When school's out for the summer, studies show kids can actually forget what they learned the year before.
That's amplified for low-income students, who can lose up to three months of learning.
"You can go home and be bored and be sitting there and playing games and video games and TV," says one student.
For three years, the city and several major philanthropists have been trying to find a solution with a pilot program called Summer Quest.
The program—which combines summer school and summer camp—involves thousands of students in the Bronx and Brooklyn. It's cost about $14 million—half in public, half in private funds.
"One of the kids said it perfectly. He said I come to summer school so that I don't forget what I learned," says Schools Chancellor Carmen Fariña.
Fariña visited one of the 22 sites at P.S. 154 in the Bronx Tuesday, a day after Mayor Bill de Blasio highlighted some of the city's other, less-structured, summer enrichment programs.
Unlike most education initiatives started by Mayor Michael Bloomberg, Summer Quest was immediately embraced and quickly expanded by the de Blasio administration. It fits in seamlessly with the mayor and chancellor's education agenda, which is focused on expanding the time students spend in school with programs that combine academics, enrichment and social support.
"They will help you with anything that you, like, have trouble on. Aalso camp is always having fun because you get to go to trips," says one student.
But as we first reported last fall, the results have been mixed.
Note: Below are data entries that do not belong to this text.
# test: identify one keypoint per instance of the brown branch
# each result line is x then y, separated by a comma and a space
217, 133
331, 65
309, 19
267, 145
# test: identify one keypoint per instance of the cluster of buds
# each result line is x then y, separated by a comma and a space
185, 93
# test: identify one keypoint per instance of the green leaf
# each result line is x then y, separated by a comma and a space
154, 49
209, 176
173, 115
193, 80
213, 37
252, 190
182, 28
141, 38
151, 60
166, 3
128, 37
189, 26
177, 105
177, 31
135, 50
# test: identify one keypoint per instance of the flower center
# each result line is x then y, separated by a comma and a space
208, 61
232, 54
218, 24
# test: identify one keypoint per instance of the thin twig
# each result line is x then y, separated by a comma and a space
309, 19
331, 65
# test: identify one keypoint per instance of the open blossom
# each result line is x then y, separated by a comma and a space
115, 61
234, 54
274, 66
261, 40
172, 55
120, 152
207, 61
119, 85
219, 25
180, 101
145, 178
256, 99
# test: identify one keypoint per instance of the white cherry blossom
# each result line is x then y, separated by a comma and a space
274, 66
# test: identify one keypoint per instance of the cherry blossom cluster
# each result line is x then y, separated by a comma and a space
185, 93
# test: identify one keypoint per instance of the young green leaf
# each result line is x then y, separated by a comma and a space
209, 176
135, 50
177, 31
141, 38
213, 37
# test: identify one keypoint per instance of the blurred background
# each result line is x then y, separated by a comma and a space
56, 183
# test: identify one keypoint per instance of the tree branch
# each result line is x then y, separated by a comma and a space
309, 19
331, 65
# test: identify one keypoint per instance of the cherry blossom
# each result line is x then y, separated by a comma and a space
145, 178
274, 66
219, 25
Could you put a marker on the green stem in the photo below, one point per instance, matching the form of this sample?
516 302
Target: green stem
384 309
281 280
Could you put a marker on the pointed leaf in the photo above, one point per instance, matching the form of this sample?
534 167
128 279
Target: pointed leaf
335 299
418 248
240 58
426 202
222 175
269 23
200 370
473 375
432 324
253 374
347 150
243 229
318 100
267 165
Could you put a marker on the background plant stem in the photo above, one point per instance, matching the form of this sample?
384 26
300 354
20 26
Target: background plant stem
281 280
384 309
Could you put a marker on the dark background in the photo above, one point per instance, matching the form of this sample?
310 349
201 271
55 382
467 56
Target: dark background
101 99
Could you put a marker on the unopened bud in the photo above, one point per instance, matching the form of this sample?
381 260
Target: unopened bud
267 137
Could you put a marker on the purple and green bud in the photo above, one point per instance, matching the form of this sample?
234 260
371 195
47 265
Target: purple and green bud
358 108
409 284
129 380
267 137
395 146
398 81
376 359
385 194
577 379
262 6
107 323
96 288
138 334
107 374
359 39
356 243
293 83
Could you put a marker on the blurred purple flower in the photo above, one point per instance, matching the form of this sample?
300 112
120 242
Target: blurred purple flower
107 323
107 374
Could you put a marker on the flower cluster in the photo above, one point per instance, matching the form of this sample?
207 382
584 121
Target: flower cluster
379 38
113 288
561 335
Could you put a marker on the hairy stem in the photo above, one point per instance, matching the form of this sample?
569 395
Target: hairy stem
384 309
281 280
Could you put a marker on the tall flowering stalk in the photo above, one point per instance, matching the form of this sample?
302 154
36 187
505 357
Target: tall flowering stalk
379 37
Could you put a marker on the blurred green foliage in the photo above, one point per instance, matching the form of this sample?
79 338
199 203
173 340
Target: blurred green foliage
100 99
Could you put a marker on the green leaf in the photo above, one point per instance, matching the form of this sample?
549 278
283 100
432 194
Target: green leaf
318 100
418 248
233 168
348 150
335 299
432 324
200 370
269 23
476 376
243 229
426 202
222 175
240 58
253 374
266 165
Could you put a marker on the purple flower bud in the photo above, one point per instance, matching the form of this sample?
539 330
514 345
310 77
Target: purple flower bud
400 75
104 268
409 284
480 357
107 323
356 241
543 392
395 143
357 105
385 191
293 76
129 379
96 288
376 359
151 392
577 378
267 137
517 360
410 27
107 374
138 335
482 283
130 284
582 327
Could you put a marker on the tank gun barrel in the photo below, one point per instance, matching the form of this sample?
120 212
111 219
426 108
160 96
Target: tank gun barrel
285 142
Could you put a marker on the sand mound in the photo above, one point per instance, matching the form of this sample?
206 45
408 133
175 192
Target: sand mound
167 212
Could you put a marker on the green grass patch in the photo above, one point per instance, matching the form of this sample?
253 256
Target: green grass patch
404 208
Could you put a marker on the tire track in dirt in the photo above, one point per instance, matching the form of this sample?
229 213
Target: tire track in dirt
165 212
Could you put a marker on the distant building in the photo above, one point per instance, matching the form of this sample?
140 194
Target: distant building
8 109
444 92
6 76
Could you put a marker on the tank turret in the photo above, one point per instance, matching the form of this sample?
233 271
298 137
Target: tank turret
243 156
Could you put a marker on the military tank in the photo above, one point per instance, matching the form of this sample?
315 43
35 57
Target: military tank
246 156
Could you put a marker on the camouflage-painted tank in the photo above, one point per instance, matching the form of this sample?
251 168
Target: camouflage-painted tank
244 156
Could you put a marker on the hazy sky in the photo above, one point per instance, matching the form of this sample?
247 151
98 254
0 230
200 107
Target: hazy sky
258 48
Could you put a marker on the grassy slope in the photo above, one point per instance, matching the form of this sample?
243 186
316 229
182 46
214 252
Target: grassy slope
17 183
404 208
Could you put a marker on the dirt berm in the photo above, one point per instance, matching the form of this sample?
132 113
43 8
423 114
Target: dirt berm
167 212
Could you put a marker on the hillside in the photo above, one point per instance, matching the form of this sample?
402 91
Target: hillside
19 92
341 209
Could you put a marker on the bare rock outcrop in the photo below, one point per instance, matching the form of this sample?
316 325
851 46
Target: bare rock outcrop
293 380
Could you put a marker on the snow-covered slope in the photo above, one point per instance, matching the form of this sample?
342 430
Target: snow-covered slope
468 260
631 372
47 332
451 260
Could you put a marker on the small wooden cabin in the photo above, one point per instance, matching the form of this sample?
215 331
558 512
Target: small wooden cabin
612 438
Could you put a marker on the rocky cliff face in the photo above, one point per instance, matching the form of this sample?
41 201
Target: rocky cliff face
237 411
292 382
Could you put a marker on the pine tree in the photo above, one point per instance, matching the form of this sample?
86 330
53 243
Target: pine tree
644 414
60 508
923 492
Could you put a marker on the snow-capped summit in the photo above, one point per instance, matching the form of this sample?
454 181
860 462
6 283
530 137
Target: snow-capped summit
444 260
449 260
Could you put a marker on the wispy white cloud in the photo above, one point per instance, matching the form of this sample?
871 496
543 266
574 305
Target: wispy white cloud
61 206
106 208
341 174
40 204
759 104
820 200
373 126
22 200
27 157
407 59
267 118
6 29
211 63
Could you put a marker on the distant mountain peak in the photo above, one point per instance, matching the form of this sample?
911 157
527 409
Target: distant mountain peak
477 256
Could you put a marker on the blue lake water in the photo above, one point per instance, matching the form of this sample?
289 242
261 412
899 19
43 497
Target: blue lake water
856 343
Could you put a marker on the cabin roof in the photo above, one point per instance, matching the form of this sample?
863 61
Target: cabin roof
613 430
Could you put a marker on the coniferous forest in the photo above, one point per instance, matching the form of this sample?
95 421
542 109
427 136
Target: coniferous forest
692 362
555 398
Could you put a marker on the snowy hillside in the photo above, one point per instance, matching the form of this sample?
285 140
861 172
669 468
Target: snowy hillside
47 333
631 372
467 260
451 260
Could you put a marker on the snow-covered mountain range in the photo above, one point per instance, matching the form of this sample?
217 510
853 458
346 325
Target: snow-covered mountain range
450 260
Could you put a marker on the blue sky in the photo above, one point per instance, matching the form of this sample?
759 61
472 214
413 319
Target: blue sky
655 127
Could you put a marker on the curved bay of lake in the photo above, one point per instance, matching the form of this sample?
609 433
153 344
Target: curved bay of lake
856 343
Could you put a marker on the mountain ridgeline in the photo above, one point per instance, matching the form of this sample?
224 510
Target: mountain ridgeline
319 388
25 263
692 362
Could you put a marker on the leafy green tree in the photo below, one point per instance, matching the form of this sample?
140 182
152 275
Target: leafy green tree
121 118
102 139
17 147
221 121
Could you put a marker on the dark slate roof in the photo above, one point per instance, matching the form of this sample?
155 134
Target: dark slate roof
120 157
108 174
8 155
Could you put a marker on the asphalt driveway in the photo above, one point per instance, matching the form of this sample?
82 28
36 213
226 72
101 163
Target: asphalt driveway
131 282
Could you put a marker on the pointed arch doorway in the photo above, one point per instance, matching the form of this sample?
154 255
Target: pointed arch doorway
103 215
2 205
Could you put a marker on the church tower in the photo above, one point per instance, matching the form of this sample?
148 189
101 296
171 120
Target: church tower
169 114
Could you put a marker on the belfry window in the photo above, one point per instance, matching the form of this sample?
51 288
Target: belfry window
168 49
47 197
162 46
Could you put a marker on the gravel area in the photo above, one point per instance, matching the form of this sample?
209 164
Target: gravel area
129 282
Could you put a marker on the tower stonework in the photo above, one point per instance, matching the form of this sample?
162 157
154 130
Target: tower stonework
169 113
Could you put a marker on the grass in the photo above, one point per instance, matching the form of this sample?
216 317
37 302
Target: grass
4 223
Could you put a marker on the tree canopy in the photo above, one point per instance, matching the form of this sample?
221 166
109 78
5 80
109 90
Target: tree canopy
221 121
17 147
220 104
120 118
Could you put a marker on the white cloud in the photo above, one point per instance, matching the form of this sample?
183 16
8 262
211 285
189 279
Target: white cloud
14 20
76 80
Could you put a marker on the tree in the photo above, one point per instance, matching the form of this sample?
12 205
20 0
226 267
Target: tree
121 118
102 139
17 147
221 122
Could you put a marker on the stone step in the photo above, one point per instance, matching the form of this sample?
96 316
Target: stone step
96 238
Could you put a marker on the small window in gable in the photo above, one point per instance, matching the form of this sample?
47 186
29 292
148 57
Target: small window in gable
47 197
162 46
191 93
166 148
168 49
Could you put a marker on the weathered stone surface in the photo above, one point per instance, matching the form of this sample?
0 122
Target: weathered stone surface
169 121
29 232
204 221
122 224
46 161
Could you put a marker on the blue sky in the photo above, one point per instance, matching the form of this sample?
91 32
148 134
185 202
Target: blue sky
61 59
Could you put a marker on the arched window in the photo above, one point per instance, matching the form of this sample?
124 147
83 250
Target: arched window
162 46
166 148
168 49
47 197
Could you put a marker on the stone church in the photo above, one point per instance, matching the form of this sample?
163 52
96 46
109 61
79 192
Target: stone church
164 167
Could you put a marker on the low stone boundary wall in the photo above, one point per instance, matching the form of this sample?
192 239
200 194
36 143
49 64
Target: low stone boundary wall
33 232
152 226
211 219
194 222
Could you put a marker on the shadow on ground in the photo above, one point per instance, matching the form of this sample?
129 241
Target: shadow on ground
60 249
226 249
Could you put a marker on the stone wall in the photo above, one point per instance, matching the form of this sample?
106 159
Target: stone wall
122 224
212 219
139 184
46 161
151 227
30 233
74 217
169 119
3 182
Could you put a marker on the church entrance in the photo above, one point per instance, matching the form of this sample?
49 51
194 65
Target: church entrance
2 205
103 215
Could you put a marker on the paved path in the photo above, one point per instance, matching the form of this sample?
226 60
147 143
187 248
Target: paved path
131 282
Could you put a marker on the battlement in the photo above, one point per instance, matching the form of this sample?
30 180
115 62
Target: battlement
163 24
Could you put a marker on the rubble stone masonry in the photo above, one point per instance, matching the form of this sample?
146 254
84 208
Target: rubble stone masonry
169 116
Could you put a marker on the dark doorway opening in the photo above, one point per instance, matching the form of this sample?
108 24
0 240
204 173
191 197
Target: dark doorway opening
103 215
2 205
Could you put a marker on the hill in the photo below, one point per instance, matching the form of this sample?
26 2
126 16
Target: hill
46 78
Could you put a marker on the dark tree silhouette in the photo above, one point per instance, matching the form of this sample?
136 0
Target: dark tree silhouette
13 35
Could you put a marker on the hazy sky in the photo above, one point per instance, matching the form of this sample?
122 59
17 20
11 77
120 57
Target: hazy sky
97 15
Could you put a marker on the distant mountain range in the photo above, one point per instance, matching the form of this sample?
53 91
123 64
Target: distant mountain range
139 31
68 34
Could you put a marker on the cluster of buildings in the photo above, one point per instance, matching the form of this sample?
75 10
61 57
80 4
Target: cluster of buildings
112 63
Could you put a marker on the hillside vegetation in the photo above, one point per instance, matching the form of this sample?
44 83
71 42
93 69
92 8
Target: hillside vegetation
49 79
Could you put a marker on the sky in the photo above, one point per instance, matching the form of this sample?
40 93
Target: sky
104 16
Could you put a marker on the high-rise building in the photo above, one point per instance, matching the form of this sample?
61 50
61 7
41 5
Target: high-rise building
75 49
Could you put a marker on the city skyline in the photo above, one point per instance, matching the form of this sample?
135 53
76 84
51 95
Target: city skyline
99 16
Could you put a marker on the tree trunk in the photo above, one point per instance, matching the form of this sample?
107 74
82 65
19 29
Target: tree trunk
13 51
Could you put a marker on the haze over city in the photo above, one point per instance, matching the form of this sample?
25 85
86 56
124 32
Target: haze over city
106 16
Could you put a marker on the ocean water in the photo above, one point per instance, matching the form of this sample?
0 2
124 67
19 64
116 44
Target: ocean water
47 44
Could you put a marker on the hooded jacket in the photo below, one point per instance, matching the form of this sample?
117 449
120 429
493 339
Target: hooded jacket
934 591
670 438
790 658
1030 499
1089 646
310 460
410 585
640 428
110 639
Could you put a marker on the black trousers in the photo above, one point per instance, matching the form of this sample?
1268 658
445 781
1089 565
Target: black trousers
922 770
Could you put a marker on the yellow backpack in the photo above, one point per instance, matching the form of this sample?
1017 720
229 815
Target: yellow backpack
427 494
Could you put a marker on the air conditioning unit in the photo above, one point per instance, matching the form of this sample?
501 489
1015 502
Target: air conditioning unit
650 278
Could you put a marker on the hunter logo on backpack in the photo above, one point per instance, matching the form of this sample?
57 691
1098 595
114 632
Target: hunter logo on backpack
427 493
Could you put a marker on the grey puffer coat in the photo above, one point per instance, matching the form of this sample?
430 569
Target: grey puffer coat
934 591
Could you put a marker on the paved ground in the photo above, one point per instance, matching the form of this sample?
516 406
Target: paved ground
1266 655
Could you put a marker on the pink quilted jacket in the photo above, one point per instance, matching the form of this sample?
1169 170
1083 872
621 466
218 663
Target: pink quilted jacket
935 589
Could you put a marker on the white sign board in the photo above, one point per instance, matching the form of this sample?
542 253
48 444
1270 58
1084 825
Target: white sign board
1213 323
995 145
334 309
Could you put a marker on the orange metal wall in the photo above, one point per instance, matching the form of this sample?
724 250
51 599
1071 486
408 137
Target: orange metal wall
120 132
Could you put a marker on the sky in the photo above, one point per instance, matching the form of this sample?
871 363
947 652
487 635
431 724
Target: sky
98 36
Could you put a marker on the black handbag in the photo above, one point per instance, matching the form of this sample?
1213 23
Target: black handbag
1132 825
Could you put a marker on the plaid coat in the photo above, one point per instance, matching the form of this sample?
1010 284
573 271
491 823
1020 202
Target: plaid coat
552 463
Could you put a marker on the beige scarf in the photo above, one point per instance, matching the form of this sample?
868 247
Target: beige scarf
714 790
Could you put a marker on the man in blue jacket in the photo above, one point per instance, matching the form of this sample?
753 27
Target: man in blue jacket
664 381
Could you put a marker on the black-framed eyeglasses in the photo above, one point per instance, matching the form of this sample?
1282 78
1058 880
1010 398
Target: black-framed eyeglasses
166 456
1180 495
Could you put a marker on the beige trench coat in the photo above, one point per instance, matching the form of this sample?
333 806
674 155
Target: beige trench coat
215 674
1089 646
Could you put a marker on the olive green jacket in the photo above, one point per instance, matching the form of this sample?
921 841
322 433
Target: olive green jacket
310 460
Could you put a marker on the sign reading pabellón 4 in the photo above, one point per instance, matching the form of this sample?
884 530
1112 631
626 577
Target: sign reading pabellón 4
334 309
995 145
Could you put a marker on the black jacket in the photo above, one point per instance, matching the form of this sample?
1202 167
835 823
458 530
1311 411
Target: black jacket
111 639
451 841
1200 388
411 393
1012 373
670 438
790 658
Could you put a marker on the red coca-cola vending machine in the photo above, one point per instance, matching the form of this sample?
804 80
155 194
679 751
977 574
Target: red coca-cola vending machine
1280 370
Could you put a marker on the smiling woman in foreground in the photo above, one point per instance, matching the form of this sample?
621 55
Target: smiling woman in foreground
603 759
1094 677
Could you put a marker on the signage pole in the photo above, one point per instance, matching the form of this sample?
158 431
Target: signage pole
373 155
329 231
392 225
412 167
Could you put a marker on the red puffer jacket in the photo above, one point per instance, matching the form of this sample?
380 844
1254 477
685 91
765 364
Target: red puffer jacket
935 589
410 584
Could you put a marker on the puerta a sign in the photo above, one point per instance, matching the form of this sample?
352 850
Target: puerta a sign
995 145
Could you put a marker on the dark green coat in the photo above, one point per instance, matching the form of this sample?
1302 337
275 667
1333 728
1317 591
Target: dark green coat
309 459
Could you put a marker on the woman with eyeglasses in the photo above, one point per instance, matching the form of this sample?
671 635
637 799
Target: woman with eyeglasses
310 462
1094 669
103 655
In the first year, Summer Quest students didn't retain any more knowledge than students who didn't participate.
So for the second year, the program added more hands-on, Common-Core-based learning and better planning.
And researchers found that improved things.
"We're very excited about the results that we're seeing and, specifically, the high level of student and parent involvement and administrator happiness," Fariña says.
Even before the results are in for this final year of Summer Quest, the Chancellor says she hopes to expand it next year.